The Florida legislature is looking at ditching the Occupational Safety and Health Administration (OSHA) in the special session, as Gov. Ron DeSantis (R) said the federal agency has demonstrated that it does not “recognize core scientific facts,” such as the reality of natural immunity.
“Well first of all, I think there are two different issues,” DeSantis said during a press conference in Naples on Tuesday after being asked about the legislature coming close to solidifying a bill to replace OSHA in Florida, placing employer regulations under the control of the state.
“There’s a lot of states that don’t do OSHA. … and I think it’s an appropriate response given how heavy-handed OSHA’s being,” DeSantis said.
“These agencies, when they’re doing things, you expect that this is being done in some factual basis. But if you read that OSHA rule, it’s ignorance running amok. They don’t recognize core scientific facts like immunity conferred through prior infection,” he explained.

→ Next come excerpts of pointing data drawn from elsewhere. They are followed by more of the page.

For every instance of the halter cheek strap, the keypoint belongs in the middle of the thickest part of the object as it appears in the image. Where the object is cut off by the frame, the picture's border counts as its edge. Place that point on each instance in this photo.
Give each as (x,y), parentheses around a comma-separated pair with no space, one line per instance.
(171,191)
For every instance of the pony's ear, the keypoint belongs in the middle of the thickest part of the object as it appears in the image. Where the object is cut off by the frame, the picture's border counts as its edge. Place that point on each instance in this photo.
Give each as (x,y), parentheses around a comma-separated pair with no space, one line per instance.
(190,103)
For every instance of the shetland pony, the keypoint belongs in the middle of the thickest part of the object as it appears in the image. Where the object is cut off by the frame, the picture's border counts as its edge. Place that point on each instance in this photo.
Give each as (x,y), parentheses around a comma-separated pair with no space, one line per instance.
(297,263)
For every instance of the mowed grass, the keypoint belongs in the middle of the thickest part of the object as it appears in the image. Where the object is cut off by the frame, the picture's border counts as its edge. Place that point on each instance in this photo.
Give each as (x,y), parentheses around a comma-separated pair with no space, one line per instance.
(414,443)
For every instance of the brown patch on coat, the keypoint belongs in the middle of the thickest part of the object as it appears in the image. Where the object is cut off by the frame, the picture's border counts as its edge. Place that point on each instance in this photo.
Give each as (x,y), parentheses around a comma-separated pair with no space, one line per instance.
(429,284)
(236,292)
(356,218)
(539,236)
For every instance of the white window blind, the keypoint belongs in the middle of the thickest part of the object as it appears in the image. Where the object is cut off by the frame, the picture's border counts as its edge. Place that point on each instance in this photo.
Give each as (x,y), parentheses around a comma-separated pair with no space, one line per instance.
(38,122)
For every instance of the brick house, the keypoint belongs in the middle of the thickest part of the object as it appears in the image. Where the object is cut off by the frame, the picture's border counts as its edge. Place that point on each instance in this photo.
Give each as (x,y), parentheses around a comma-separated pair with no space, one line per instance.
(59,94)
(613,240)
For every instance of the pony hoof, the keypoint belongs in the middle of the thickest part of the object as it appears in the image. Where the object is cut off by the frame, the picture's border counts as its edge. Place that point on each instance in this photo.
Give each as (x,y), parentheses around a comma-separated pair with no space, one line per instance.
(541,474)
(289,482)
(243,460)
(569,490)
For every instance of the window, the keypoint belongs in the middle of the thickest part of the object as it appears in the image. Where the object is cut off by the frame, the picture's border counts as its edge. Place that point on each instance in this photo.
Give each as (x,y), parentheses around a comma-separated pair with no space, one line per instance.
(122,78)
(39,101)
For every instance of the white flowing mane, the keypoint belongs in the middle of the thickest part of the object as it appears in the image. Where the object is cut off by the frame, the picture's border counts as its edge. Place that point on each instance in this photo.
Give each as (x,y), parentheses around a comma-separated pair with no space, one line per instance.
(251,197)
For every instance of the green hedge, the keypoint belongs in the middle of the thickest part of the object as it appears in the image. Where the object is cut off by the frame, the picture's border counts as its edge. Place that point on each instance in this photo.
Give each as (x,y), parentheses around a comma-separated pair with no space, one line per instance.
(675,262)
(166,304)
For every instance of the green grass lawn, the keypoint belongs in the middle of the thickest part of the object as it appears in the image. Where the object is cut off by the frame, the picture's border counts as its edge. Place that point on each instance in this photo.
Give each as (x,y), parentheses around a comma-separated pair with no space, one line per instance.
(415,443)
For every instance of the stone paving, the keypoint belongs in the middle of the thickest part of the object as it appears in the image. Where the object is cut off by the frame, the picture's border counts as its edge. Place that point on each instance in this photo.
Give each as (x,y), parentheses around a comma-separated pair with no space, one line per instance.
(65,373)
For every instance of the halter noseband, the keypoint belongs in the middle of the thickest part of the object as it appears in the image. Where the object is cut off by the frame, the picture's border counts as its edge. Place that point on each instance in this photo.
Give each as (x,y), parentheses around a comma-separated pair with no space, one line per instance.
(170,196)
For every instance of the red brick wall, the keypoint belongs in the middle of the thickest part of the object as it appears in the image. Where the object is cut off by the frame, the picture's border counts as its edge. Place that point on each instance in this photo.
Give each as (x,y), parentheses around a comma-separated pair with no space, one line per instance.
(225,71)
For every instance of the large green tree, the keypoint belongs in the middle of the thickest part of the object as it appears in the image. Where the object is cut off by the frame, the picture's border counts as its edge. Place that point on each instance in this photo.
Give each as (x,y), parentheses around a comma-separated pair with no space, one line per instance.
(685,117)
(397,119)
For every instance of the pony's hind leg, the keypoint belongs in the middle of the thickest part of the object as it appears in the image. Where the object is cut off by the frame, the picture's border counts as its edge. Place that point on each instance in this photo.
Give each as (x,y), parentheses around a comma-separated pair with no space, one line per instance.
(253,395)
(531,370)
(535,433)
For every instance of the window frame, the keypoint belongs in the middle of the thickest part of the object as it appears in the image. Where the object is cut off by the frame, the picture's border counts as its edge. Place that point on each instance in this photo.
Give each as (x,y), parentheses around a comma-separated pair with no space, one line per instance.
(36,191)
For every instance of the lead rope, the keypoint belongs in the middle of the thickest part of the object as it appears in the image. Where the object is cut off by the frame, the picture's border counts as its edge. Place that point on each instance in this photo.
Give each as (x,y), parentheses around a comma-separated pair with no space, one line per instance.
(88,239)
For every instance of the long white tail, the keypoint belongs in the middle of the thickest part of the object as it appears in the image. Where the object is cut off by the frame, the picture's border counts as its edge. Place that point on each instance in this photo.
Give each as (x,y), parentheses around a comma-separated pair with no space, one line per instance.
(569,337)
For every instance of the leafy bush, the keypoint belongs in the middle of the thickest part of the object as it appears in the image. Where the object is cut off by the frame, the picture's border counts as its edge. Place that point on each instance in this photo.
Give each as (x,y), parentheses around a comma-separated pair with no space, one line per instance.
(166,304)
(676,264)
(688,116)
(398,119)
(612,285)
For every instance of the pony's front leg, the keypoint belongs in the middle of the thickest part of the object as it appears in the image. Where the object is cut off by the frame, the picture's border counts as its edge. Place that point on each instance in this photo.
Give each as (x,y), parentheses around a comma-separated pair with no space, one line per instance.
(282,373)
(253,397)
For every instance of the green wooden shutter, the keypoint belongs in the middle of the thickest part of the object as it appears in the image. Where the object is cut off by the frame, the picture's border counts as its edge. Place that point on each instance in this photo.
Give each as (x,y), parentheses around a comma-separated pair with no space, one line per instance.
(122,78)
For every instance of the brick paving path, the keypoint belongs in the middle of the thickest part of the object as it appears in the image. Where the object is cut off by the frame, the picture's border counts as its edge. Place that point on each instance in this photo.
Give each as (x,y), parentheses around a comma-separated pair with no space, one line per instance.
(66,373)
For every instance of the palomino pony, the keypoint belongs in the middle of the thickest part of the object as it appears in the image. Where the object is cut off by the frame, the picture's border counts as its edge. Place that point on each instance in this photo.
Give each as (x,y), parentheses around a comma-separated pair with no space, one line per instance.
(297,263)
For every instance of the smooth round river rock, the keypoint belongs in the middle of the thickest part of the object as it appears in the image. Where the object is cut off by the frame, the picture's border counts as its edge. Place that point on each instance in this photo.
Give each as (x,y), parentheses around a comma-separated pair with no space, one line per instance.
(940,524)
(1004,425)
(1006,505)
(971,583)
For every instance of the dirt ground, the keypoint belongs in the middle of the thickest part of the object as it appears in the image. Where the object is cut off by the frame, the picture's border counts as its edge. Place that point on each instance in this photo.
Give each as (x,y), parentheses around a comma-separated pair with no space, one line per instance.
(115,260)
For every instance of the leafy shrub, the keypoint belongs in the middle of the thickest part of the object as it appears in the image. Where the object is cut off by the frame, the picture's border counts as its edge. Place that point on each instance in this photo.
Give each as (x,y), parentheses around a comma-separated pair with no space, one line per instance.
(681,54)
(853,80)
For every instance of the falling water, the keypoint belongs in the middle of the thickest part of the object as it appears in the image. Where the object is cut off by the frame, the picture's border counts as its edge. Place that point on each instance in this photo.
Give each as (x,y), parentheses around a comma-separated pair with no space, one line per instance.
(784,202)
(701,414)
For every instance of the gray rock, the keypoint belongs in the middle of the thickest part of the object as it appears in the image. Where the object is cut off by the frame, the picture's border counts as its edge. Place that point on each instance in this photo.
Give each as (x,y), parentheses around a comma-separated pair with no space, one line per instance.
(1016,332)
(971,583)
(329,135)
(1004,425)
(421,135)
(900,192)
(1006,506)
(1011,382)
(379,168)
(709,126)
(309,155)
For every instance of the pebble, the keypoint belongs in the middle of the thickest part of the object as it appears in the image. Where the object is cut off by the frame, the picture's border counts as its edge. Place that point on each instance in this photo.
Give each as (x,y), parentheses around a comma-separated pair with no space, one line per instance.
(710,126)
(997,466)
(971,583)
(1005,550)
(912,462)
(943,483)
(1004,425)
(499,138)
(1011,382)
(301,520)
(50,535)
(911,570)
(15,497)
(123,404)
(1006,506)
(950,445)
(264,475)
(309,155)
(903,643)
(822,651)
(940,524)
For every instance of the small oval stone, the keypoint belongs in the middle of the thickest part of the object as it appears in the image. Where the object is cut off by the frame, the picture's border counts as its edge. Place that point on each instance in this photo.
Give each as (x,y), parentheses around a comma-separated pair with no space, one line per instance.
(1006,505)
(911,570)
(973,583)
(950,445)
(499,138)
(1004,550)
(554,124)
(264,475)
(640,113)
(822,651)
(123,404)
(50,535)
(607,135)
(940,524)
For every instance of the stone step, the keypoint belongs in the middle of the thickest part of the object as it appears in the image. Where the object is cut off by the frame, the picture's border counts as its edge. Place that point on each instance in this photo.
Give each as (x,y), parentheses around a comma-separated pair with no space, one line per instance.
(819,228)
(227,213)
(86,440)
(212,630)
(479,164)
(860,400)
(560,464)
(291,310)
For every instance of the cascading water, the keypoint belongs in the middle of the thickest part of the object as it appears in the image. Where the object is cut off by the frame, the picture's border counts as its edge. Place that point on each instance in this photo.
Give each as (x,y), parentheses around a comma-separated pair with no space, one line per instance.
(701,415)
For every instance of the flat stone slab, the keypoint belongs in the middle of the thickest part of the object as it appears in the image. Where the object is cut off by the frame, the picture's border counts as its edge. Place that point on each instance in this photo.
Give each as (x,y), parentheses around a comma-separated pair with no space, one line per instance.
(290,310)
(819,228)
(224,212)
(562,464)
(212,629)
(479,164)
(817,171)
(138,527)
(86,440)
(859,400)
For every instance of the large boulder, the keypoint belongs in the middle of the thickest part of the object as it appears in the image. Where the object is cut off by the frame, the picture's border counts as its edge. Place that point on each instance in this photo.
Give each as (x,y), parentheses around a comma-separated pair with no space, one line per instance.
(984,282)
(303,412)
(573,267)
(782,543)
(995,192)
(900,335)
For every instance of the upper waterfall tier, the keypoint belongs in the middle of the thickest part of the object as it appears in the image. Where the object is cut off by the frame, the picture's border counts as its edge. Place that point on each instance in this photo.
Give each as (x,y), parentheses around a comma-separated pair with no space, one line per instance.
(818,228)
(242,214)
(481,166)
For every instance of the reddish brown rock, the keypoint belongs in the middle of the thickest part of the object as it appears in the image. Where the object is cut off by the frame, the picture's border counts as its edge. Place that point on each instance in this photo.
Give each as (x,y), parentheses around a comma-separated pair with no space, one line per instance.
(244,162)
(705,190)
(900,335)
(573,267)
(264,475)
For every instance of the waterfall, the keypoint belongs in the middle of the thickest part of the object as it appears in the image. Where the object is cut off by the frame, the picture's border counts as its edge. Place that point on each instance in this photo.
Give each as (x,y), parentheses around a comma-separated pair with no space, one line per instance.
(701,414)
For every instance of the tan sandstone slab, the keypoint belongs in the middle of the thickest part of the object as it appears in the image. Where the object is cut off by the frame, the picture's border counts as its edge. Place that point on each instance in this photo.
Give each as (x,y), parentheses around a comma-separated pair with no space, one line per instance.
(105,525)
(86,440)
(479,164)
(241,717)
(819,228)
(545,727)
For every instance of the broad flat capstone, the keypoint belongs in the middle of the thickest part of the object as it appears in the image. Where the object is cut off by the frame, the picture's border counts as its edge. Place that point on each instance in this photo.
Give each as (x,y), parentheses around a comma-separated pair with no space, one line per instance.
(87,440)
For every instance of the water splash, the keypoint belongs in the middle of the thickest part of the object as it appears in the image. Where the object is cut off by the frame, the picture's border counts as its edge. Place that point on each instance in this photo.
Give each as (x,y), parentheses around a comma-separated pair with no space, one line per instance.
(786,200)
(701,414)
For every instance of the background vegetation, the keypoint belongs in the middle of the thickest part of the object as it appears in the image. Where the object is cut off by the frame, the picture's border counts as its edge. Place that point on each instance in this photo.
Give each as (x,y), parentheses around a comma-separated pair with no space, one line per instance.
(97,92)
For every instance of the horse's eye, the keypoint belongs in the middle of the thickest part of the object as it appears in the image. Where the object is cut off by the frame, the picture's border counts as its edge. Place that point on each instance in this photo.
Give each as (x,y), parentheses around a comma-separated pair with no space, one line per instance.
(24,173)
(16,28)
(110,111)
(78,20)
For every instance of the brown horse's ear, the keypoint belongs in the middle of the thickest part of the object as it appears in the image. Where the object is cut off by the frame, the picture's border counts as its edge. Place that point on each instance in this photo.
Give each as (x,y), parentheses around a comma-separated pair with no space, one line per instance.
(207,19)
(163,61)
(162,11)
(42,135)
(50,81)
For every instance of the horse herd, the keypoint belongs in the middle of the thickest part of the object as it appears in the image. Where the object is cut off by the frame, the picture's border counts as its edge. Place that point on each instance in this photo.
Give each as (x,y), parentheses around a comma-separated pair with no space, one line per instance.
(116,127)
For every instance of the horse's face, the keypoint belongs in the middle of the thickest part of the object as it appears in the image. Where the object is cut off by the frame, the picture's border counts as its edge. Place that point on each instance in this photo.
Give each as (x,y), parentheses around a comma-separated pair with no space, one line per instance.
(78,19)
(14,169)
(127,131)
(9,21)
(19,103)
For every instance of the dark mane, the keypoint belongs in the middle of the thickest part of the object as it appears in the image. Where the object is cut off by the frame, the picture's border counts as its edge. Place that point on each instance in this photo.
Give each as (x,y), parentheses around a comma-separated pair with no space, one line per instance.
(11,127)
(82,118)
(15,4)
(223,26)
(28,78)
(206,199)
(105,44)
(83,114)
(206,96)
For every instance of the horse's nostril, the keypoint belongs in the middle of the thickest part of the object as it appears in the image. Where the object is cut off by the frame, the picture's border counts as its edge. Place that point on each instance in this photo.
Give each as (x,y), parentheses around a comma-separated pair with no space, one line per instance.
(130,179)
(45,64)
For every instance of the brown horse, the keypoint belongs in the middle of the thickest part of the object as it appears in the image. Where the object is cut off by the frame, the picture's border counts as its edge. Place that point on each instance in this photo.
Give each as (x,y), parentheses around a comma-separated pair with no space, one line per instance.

“They explicitly say that somebody that’s recovered from COVID does not have protection when we know that’s not true,” DeSantis continued, pointing to studies, including Israel’s “exhaustive” study, “showing that those folks do indeed have protection.”
He continued:
So if you were concerned about workplace safety, you would acknowledge that and not try to have someone fired from their job over these shots. But at the end of the day, when an agency comes in and is threatening to kick people out of work, in the midst of an economy that needs more people in these key industries — mind you, because the fallout from COVID, even though Florida, were back to pre-COVID unemployment policies … and there’s hundreds of thousands of jobs available in Florida — even though we’re there, and yes we’ve done better than some other states that have different policies, but you know, you still don’t have everyone back in like we would want.
“They’re threatening to basically cause truckers to be fired, other people in logistics and operations that are so key to the supply chain. Why you would do that?” he asked. “I don’t know.”
“But I think that rule is 500 pages of a bureaucracy run amok. If that’s the case, the legislature wants us to go in a different direction, you know, I think that’s an appropriate response,” he added.